Keo apartó la mirada, recordando Woosung y las muchas formas que había de morir. Las luces jugaban con los matices color jacaranda de Endo. Hasta su pelo negro poseía un brillo azulado, lunar.
—¿Quién podía creer, después de lo del Pacífico, que habría otra guerra? Ahora, tres millones de muertos en Corea. Dime, Keo, después de todo, ¿en qué crees?
Keo pensó detenidamente la respuesta.
—Quizá… solo en la música.
Comenzaron a tocar juntos por las noches en un pequeño estudio que Keo alquiló en una bocacalle de Hotel Street. Habían pasado quince años desde París, cuando Endo era solo un estudiante cogiéndole el punto a un saxo tenor. Ahora avanzaban con cautela con los arreglos con el apoyo de una grabación de fondo; Keo escuchaba mientras Endo navegaba por delicados arpeggios afilados como stilettos. Después, inexplicablemente, viraba con brusquedad hacia lastimeras contradicciones.
Empezaba limpio y elegante sin casi vibrato. Incluso el modo en que sostenía su saxofón era elegante, sus dedos azules apenas tocaban las válvulas, simplemente planeaban sobre ellas, o eso parecía, como si el instrumento fuera lo único que le quedaba en el mundo. Pero, invariablemente, perdía el sentido del ritmo y a punto estaba de perder también el control. Su entrada en todas las canciones era como una oración que de repente entrase en combustión.
Bajó la trompeta.
—Empiezo bien, y luego lo echo a perder.
—Nervios —dijo Keo—. Solo necesitas práctica.
—Practico todos los días.
—Escucha. Después de salir del campo de prisioneros, no toqué una trompeta durante un año.

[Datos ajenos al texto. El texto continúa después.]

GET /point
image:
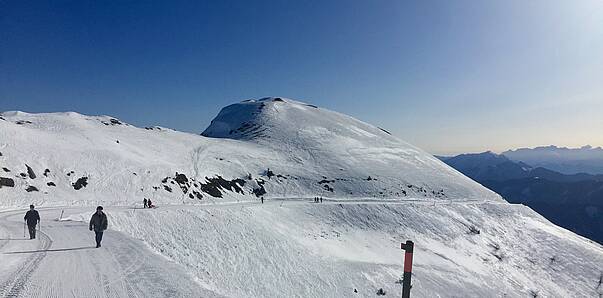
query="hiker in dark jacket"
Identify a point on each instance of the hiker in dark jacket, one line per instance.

Era como ponerme el cañón de un rifle en la boca.
—Te recuperaste. —Endo sonrió—. Yo no tendré ese lujo.
—¿Qué quieres decir?
—Deterioro orgánico. Como ya te he dicho, hasta las células de mi cerebro están muriendo.
Keo prefirió ignorarlo.
—Practicaremos hasta que seas un genio con el saxo.
Pero había algo que faltaba en la forma de tocar de Endo, un cálculo intuitivo que era vital en el jazz. El dolor y el asombro en carne viva. Cuando tocaba la trompeta, lo que Keo oía era a alguien luchando por el control, alguien combatiendo contra el delirio.
Poco a poco, Keo reunió a un nuevo bajo, un percusionista, un pianista y un saxofonista, y utilizó a Endo como relevo ocasional. Endo se cambió el nombre a Arito, en honor a su padre muerto, y Keo llamó a su nuevo quinteto Hana hou! «¡Una vez más!» Su primera actuación fue en el Swing Club, lleno hasta los topes. Keo y Endo practicaban a diario, aparte de la banda, y Keo le observaba esforzándose por alcanzar la precisión, pero casi todo lo que escuchaba suponía un nuevo retroceso.